LLMMemoryManager accepts a retrieve_limit constructor argument, but the built-in on_session_start injection calls retrieve() without passing it — so today retrieve_limit does not change how many memories are injected (the effective cap is the retrieve() default of 20). To use a different cap, override retrieve() as shown below and pass your own limit.

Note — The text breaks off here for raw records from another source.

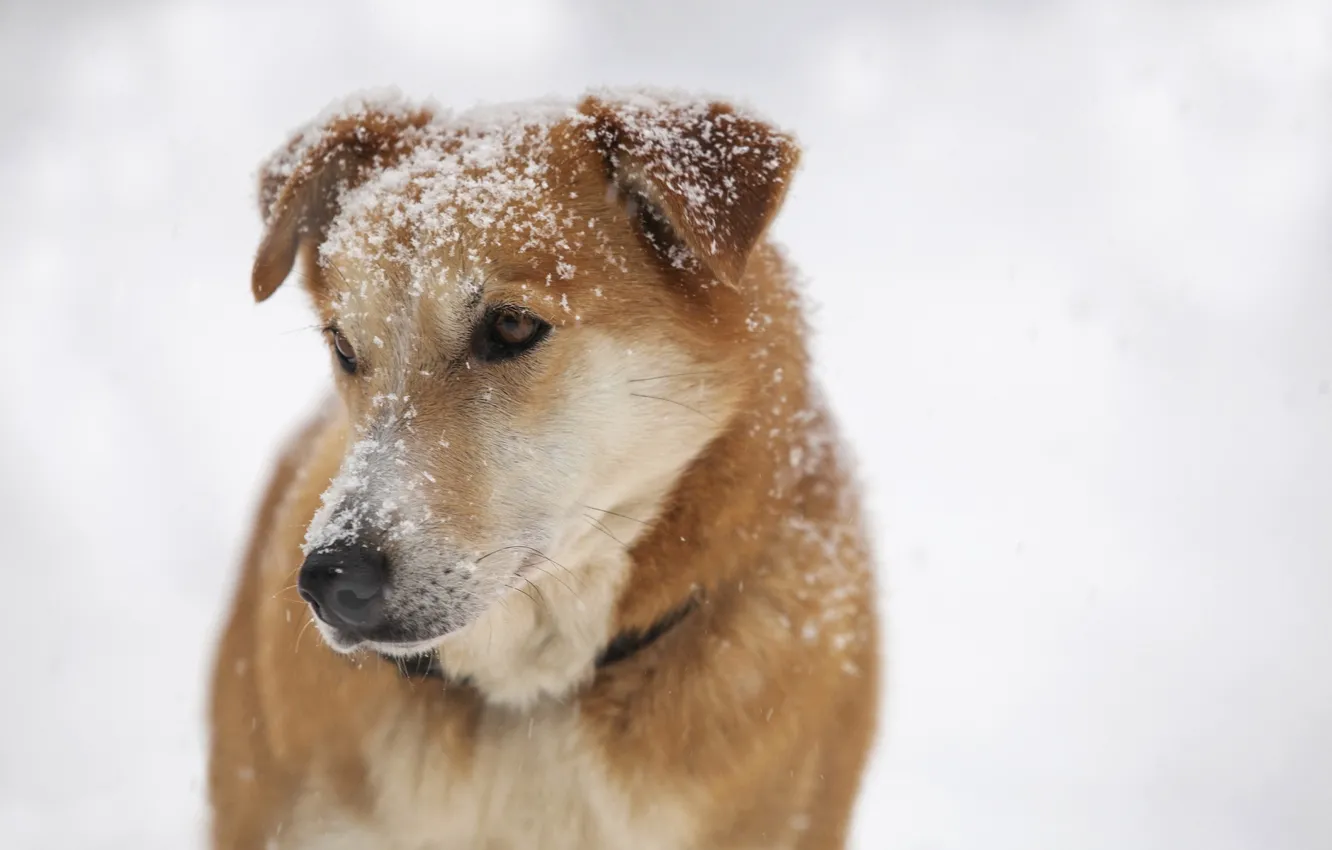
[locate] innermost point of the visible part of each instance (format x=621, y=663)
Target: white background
x=1072, y=271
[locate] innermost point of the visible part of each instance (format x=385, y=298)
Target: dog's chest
x=534, y=782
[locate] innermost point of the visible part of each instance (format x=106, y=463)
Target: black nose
x=345, y=586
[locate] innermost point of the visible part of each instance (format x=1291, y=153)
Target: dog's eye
x=508, y=332
x=342, y=348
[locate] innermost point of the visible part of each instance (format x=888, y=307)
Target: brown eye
x=344, y=351
x=508, y=332
x=514, y=328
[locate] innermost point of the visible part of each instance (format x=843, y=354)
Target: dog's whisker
x=301, y=633
x=601, y=528
x=678, y=375
x=521, y=590
x=622, y=516
x=556, y=577
x=675, y=403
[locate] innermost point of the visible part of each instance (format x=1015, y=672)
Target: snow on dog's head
x=532, y=316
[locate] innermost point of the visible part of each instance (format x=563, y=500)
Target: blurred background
x=1071, y=269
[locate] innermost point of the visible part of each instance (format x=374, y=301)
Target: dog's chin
x=348, y=644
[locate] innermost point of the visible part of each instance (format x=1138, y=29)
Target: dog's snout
x=345, y=586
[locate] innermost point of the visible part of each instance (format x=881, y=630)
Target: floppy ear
x=717, y=177
x=301, y=184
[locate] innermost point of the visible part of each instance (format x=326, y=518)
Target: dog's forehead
x=468, y=199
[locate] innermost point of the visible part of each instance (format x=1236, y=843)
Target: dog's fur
x=664, y=444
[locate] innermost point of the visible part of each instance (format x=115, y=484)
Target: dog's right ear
x=301, y=185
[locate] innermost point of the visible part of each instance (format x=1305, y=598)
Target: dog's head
x=532, y=319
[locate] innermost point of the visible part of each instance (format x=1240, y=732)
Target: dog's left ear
x=718, y=177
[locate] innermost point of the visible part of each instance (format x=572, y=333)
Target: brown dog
x=577, y=534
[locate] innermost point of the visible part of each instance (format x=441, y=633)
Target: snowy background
x=1072, y=269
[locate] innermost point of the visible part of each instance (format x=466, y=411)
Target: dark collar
x=624, y=645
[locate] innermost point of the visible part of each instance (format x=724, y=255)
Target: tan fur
x=674, y=389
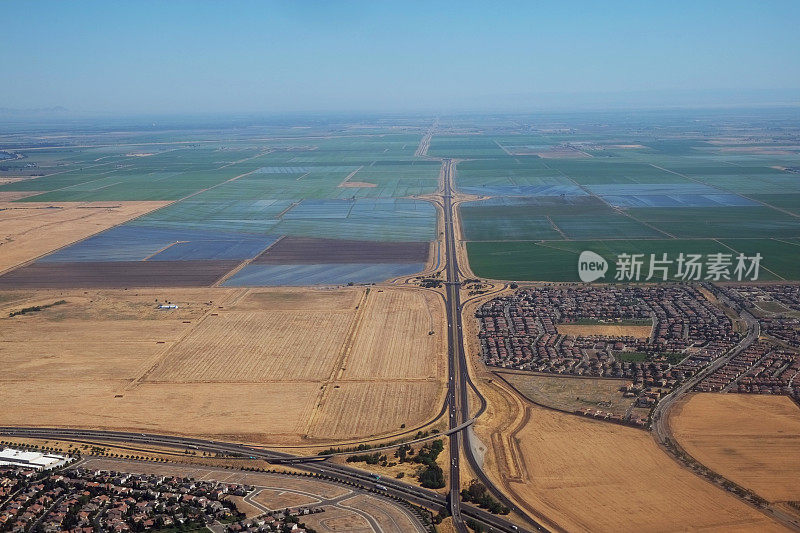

For larger memory sets, plug in a vector-capable BaseStore backend and override retrieve to run a semantic similarity search against the current prompt before injecting:

async def retrieve(self, limit: int = 20) -> list[Memory]:
    query_vec = await embedder.embed(self._current_prompt)
    results = await self.store.search_by_embedding(
        self._ns(MemoryType.FEEDBACK), query_vec, limit=limit
    )
    return [Memory.from_store_value(r.item.value) for r in results]

See also

  • Conversation management — in-session context-window management (SlidingWindowManager, LLMCompactor).
  • Checkpointers — thread-level state persistence and the native checkpointer backends.
  • Cross-thread store — the BaseStore interface. Note: only InMemoryStore ships as a BaseStore today; the checkpointer backends are a separate KV interface and do not implement BaseStore, so durable cross-thread memory means writing your own BaseStore (or using Mem0MemoryManager).
  • Hooks — intercept memory.manager.* events for custom logging or routing.